Introduction/Purpose: Belgian Malinois are one of the most popular breeds used as military working dogs. Their work requires repetitive physical activities that place strain on their lower back region and may lead to lower back pain. However their stoicism and high drive may also cause them to mask their lower back pain, continue to work, and cause additional back injury. Quantitative indicators of back pain would be helpful for use in evidence-based studies on the effectiveness of early therapeutic interventions in these dogs. Previous studies in humans have reported an association between decreased paraspinal muscle mass and lower back pains. It is our hypothesis that muscle mass may also be a quantitative indicator of low back pain in working Belgian Malinois.

Methods: Computed tomography (CT) databases from the Department of Defense Military Working Dog Veterinary Service were searched for Belgian Malinois that had scans of the lumbosacral region. Digital CT images were uploaded directly to an image analysis workstation. Hard copy CT images were converted to DICOM format using a digital scanner system (Vidar Sierra Advantage, Sound Eklin, Carlsbad, CAl and then transferred to the image analysis workstation. All images were analyzed using the same software (Osirix version 4.1.2). Centimeter scales were used for calibration of area measurements in hard copy images. A single observer unaware of clinical status traced triplicate regions of interest (ROls) around multifidus, psoas, quadratus, longissimus, and serratus dorsalis lateralis muscles where visible at the L5-6, L6-7, L7- S1, and S1-2 vertebral levels. Regions of interest were also traced around vertebral bodies at the same locations as muscle ROI’s and used to calculate muscle/vertebral body area ratios. After all CT measurements were recorded, medical record data were reviewed and dogs were divided into two groups: dogs with lumbosacral pain and dogs without lumbosacral pain. Mean CT area ratios for each muscle were calculated for each dog group and compared between groups.

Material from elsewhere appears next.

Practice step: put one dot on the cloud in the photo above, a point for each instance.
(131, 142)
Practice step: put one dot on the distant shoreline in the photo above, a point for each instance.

Results: Nine digital and 8 hard copy CT studies were included in analyses. Of the 17 Belgian Malinois included in the study, 13 were males and 4 were females. Twelve dogs were in the lumbosacral pain positive group, and 5 dogs were in the lumbosacral pain negative group. All paraspinal muscle groups in dogs with lumbosacral pain had graphically lower mean area ratios, except the quadratus lumborum, which was higher by 0.06.

Discussion/Conclusion: Findings were consistent with previous human studies and supported the theory that decreased paraspinal muscle mass may be a quantitative indicator of lower back pain in working Belgian Malinois. Future studies are needed to determine the effect of therapeutic interventions on paraspinal muscle mass in dogs with lower back pain.